Coronavirus : sursis pour les faillites et exécutions forcées
Le 24 avril 2020 a été publié au Moniteur Belge un arrêté royal n° 15 qui instaure un moratoire temporaire durant lequel toute entreprise débitrice est en principe protégée contre les saisies conservatoires et exécutoires et toute déclaration en faillite (ou dissolution judiciaire). Cette mesure est également applicable aux entreprises à profit social, qui sont affectées par les conséquences de la pandémie de COVID-19.
Cet arrêté royal vient s’ajouter à la liste des mesures déjà prises par le gouvernement fédéral en matière économique : le report des dettes fiscales et sociales, le chômage temporaire, le report de paiement des crédits et les prêts bancaires garantis.
Grâce à cette mesures temporaire qui protège les entreprises mais qui ne déroge pas au principe de paiement des dettes, l’État entend d’une part octroyer un peu de répit aux entreprises en difficulté et d’autre part établir un « cessez-le feu » vu que toute entreprise se trouve à la fois dans une situation de débitrice et de créancière. En cela le législateur souhaite éviter un effet domino dont l’ampleur dépasserait les capacités de traitement des tribunaux d’entreprise. Ce moratoire temporaire devrait donner le temps nécessaire à la recherche de solutions.
Qui est protégé par ce sursis et pour combien de temps ?
L’article 1er précise que toutes les entreprises relevant du champ d'application du Livre XX du Code de droit économique (en ce compris les organisations sans but lucratif) bénéficient d'un sursis temporaire à partir de l'entrée en vigueur de l’arrêté, le 24 avril 2020, jusqu'au 17 juin 2020 inclus (prolongé par l'AR du 13 mai).
Sur la base de quels critères ?
Le régime s’applique à la double condition que la continuité de l’entreprise soit menacée par la pandémie de COVID-19 et ses suites et qu’elle n’était pas en état de cessation de paiement à la date du 18 mars 2020.
Le président du tribunal de l’entreprise garde la possibilité de lever le sursis sur la base d’un rapport motivé et de critères objectifs. Toute partie intéressée peut par citation en faire la demande au président du tribunal de l’entreprise.
Que recouvre le moratoire ?
- Le sursis défini à l’alinéa 1 de l’article 1er concerne d'abord et surtout le recouvrement forcé de dettes et l'exécution forcée.
De telles actions ne sont pas possibles pendant la durée du sursis.
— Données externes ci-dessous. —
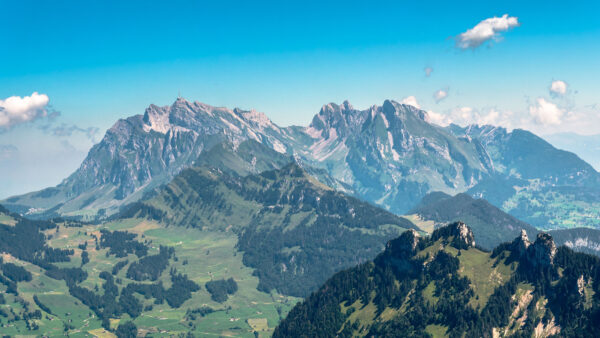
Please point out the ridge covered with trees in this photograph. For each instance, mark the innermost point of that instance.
(443, 285)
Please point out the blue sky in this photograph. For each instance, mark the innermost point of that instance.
(97, 61)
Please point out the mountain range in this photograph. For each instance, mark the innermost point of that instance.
(204, 220)
(443, 286)
(388, 155)
(492, 226)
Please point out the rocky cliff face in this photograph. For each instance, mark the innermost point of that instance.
(389, 155)
(145, 151)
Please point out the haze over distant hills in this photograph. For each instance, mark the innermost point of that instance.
(389, 155)
(585, 146)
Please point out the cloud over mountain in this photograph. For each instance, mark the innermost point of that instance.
(545, 112)
(412, 101)
(558, 88)
(16, 110)
(486, 30)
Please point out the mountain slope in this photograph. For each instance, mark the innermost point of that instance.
(493, 226)
(442, 285)
(535, 182)
(585, 146)
(388, 155)
(292, 229)
(145, 151)
(490, 225)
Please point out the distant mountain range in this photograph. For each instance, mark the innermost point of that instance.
(388, 155)
(292, 229)
(492, 226)
(443, 286)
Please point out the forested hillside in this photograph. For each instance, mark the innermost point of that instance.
(442, 285)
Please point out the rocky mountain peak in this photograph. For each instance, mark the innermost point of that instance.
(462, 235)
(542, 251)
(391, 108)
(404, 246)
(521, 243)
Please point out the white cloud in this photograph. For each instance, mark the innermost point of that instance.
(464, 116)
(440, 95)
(437, 118)
(545, 112)
(558, 88)
(411, 100)
(486, 30)
(16, 110)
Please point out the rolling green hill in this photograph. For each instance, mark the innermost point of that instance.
(443, 286)
(292, 229)
(211, 253)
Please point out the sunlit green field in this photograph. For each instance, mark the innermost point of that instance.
(202, 255)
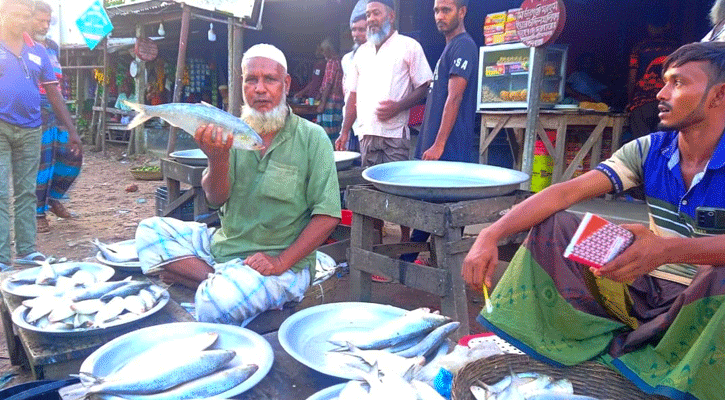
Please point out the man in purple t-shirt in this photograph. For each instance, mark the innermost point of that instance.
(24, 65)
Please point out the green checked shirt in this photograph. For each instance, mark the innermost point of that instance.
(274, 197)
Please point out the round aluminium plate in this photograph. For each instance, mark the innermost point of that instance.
(101, 272)
(330, 393)
(190, 157)
(251, 348)
(344, 159)
(305, 333)
(441, 181)
(20, 313)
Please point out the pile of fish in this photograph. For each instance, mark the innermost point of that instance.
(183, 368)
(527, 386)
(385, 361)
(124, 252)
(56, 278)
(92, 306)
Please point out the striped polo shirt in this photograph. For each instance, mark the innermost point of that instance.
(654, 161)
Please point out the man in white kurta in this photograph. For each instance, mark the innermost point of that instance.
(390, 74)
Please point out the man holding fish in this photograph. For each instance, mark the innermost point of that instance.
(276, 205)
(665, 336)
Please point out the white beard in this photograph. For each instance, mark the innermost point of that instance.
(379, 37)
(265, 123)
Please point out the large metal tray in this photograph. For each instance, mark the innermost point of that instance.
(330, 393)
(344, 159)
(251, 348)
(442, 181)
(190, 157)
(100, 271)
(19, 314)
(305, 333)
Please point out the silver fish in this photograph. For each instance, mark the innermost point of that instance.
(126, 290)
(168, 349)
(432, 341)
(189, 117)
(413, 323)
(116, 252)
(87, 307)
(61, 311)
(205, 387)
(97, 290)
(134, 304)
(109, 311)
(425, 391)
(385, 362)
(164, 374)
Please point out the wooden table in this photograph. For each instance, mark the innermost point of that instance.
(448, 248)
(176, 173)
(493, 121)
(54, 357)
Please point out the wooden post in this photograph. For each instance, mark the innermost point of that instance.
(532, 122)
(134, 142)
(235, 70)
(180, 65)
(104, 97)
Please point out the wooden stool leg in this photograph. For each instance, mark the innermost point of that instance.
(455, 303)
(362, 236)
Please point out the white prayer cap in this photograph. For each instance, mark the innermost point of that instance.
(266, 51)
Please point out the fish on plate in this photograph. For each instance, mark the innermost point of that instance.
(411, 324)
(189, 117)
(117, 252)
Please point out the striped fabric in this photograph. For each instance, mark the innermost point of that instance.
(654, 161)
(665, 337)
(235, 293)
(58, 167)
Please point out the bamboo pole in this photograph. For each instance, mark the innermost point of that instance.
(180, 65)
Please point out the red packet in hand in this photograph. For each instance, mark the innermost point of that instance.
(597, 241)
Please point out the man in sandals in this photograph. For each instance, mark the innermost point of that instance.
(24, 66)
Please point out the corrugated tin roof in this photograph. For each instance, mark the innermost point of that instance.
(139, 8)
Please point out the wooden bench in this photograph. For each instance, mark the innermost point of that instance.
(116, 132)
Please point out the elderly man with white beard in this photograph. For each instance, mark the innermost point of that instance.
(276, 207)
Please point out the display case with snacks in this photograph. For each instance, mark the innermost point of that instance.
(504, 78)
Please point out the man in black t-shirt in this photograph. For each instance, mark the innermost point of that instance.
(447, 132)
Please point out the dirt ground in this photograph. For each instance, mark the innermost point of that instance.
(103, 205)
(103, 208)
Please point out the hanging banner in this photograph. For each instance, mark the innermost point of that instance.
(145, 49)
(94, 24)
(540, 22)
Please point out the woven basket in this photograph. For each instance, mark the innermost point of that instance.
(588, 378)
(147, 175)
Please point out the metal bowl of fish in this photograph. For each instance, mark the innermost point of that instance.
(121, 255)
(194, 157)
(344, 159)
(441, 181)
(346, 339)
(53, 279)
(77, 314)
(179, 360)
(330, 393)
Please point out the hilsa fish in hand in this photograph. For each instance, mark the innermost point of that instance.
(189, 117)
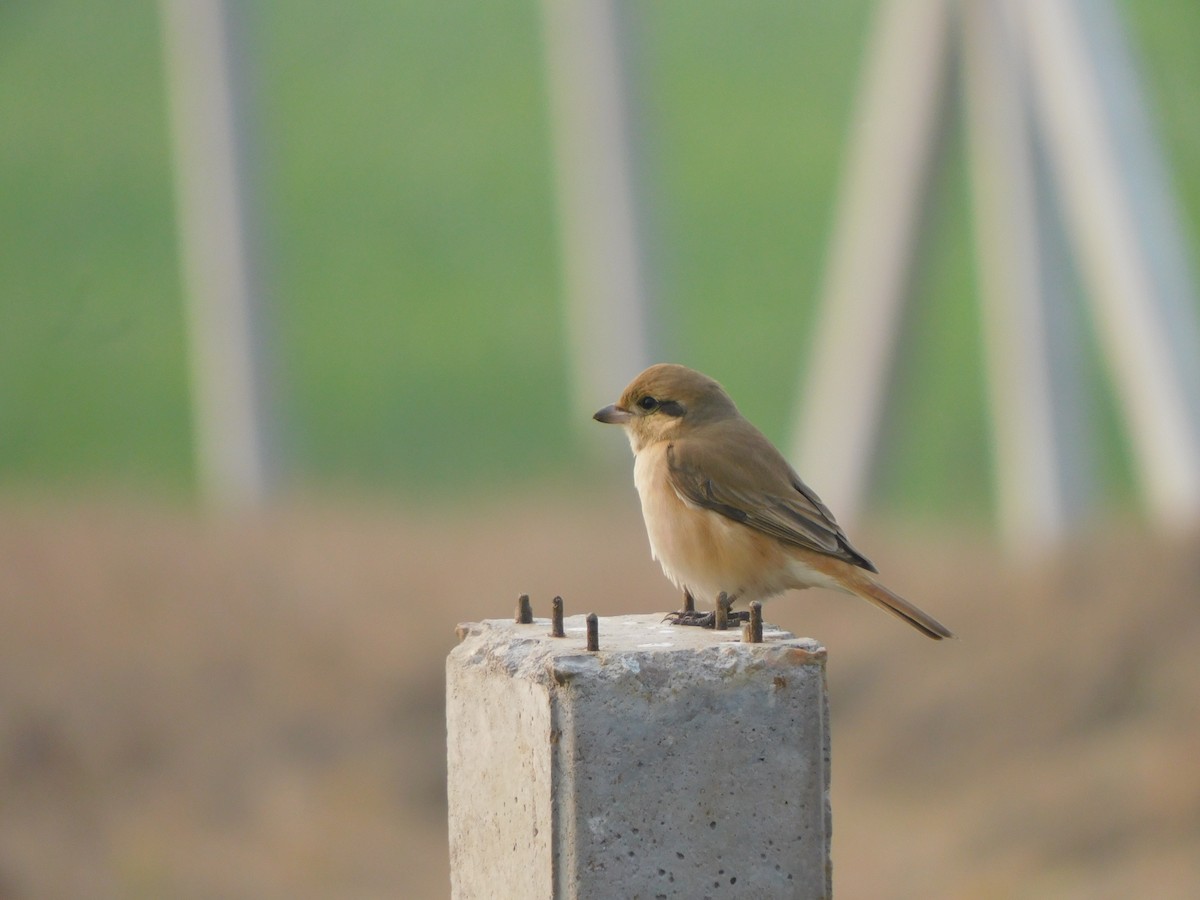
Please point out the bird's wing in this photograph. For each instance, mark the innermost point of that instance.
(739, 474)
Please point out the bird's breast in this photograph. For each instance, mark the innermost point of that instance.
(701, 550)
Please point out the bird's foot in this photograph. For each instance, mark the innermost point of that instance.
(705, 619)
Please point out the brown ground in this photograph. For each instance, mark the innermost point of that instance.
(193, 708)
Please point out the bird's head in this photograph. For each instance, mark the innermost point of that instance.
(666, 401)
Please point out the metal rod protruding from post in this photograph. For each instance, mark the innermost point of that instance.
(721, 616)
(556, 618)
(525, 611)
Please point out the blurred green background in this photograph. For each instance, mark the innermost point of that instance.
(403, 153)
(252, 706)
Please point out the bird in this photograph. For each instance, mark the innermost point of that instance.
(724, 510)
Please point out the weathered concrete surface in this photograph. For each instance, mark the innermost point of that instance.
(675, 762)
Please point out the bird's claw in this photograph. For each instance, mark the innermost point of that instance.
(705, 619)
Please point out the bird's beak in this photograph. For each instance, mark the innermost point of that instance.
(612, 415)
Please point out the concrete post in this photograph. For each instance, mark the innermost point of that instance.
(673, 762)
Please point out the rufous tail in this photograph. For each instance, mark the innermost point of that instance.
(883, 598)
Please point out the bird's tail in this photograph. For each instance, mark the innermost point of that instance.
(870, 589)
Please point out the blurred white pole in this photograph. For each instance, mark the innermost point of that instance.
(604, 264)
(1026, 403)
(894, 138)
(1132, 264)
(225, 305)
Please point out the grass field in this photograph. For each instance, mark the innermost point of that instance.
(403, 153)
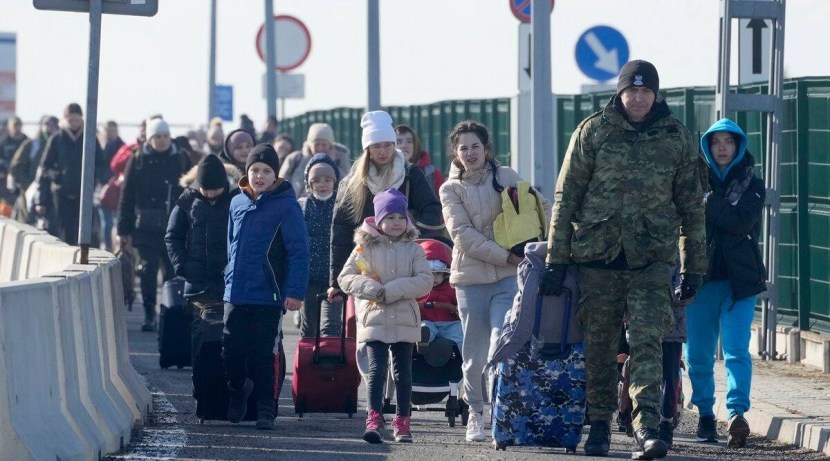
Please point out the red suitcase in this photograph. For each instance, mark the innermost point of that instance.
(325, 372)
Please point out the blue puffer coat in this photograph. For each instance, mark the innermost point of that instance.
(253, 226)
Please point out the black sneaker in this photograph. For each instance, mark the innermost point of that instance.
(599, 439)
(238, 401)
(707, 429)
(665, 432)
(738, 432)
(651, 447)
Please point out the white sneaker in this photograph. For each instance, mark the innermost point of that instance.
(475, 427)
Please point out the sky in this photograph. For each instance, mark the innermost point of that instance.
(431, 50)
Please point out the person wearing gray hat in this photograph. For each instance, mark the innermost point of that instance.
(628, 200)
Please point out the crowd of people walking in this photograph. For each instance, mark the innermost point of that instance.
(637, 200)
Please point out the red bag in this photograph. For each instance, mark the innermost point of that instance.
(111, 193)
(325, 372)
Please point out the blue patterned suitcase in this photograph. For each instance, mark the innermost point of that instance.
(539, 392)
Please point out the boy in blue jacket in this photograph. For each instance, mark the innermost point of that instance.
(265, 207)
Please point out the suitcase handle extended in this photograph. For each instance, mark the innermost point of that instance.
(563, 346)
(320, 298)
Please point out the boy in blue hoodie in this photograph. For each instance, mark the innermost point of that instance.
(321, 178)
(266, 207)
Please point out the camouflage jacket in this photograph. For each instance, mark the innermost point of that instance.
(624, 189)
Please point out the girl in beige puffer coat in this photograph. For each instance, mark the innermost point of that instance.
(385, 273)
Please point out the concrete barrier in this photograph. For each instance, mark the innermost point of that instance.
(70, 391)
(111, 316)
(33, 374)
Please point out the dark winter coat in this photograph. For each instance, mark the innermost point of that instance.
(733, 210)
(265, 234)
(423, 205)
(9, 145)
(197, 241)
(26, 160)
(148, 194)
(318, 216)
(62, 162)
Le sursis légal concerne toutes les dettes, qu'elles soient “anciennes” ou “nouvelles”, c'est-à-dire que la date à laquelle la dette est née ou est exigible n'a pas d'importance. La suspension de la saisie, de l'exécution, etc., s'applique également aux intérêts. Et les délais de paiement repris dans un plan de réorganisation sont prolongés d’une durée égale à celle du sursis.
Attention, il est important de rappeler que ce régime de sursis légal n'affecte pas l'obligation de paiement des dettes ; il ne s'agit pas de conférer aux débiteurs un droit de ne pas payer. De plus, ce régime n'est pas applicable aux contrats de travail.
- Le sursis protège également une entreprise d’une déclaration en faillite (ou dissolution judicaire) sur citation.
- Par ailleurs, l’article 2 suspend l’obligation pour une entreprise de faire aveu de faillite pendant la durée du sursis.
Quelles sont les exceptions ?
Une exception est faite pour les saisies conservatoires sur biens immobiliers, car cette forme de saisie n'a pas d'incidence sur la continuité de l'entreprise. La saisie immobilière exécutoire est également exclue car une telle procédure prend des mois et n'a en principe pas d'effet de surprise pour le débiteur.
Est-il encore possible de se mettre volontairement en faillite ?
Cette disposition ne déroge pas à la possibilité pour le débiteur de faire aveu de faillite sur base volontaire. Elle suspend seulement l’obligation de le faire.